“And so he is—he must be, or I should have found him years ago,” murmured the mother; and then she detailed at length the incidents embodied in our first chapter, so far as she was conversant with them.

“We lay concealed in the chapparal, where the undergrowth was most dense, Felipe and I, together with Tadeo Campos and Josefa. How we managed to reach the place, I know not. My mind was distracted with fear for my husband and my son. And then, as we crouched there, under a thorny mezquiti, we heard the loud shouts and tramping of men, as they searched for us, and we could hear them speaking in Spanish!

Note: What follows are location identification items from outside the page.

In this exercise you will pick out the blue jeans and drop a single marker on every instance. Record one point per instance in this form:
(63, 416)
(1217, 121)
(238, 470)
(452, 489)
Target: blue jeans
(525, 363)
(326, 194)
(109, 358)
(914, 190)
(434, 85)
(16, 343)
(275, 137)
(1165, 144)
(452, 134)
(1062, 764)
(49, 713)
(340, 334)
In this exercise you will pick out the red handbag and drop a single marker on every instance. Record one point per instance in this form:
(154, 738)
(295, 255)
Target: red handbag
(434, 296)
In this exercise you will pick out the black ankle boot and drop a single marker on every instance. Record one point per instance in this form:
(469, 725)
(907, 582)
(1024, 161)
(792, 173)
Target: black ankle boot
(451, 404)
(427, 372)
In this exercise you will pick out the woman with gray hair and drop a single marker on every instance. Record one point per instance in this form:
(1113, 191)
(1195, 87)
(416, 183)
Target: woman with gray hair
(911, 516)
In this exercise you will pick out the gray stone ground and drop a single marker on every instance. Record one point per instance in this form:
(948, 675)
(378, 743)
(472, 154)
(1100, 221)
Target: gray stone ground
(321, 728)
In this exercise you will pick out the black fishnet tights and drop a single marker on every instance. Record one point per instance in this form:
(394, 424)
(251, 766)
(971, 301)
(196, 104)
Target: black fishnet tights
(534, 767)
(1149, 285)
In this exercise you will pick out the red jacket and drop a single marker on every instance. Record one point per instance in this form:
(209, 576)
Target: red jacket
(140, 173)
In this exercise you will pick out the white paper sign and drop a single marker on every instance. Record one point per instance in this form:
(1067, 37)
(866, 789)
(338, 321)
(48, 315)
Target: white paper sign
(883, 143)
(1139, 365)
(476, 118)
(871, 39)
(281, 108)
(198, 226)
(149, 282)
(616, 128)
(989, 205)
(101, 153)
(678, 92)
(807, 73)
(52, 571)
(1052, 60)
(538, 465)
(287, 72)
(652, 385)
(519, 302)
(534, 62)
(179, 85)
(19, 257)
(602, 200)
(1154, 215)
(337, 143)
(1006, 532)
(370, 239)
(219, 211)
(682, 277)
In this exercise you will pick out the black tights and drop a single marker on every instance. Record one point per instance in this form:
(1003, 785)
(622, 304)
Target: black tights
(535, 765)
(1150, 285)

“Oh, how my poor heart bounded with joy then, as I thought that my husband had been victorious, and would have cried aloud to them, if brave, prudent Tadeo had not placed his hand upon my mouth, and bade me beware; that he feared they were foes.

“He said that he had suspected the men who had attacked the hacienda were not Indians, although disguised as such, but were Mexicans. Why, he did not say, but bade me remain quiet for my child’s sake, while he would reconnoiter, and learn for certain who the voices belonged to that we had heard. Then he crawled along and was gone but a few moments before he returned. One glance at his face told me the worst, and I swooned away in my great grief.

“It was but too true. The hacienda had been taken, and my husband killed, not by Indians, but by our own countrymen, although who they were or who led them we never learned. Toward midnight we cautiously returned to the house, and there I found your father, dead! shot through the brain!

“It was a horrible sight. The mangled bodies of our brave peons lay in heaps upon the floor, where they had been slain. Not one of them had been spared, or escaped that dreadful massacre, save us four. All were dead!

“The house, as you see, was left standing, the herds were untouched; nothing, save a few articles of plate and the ready money, was taken. Surely a war-party of Indians would never act in this manner, and it further confirmed a belief that the marauders were of our own country. But what was their object? Alas, I fear it was but to murder all, although for what reason I know not.

“We mounted our horses and fled from the spot, after burying your father, and did not rest until we reached the city of Guanajuato, where we arrived nearly dead from fatigue and hunger, and told our tale to the kind friends we met there. I dispatched Tadeo Campos, with a note detailing the sad tragedy, to your uncle Augustin Canelo, who was then at the city of Mexico.

“He was fearfully enraged and grieved at his brother’s murder, and vowed to search the world over but he would have revenge. But we could give him no clue to the assassins. Well, he sent a number of his own peons to the hacienda, and when it was renovated we returned to it. He remained with us at my request, and for a year all went well. He would be absent for weeks at a time on business connected with his silver mines, or searching for some trace of the murderers.

“I thought my cup of sorrow was full, even to overflowing, but I had yet to endure more; another fearful blow awaited me. You, my child, were nearly six months old, when one day our little Felipe, the darling boy, so brave and beautiful, and the image of his father, was torn from me. He had been stolen, but by whom or how, could never be discovered. The Indians were very troublesome then, and I thought that perhaps they had stolen, perhaps murdered my son for the sake of the rich clothes and costly jewels that he wore.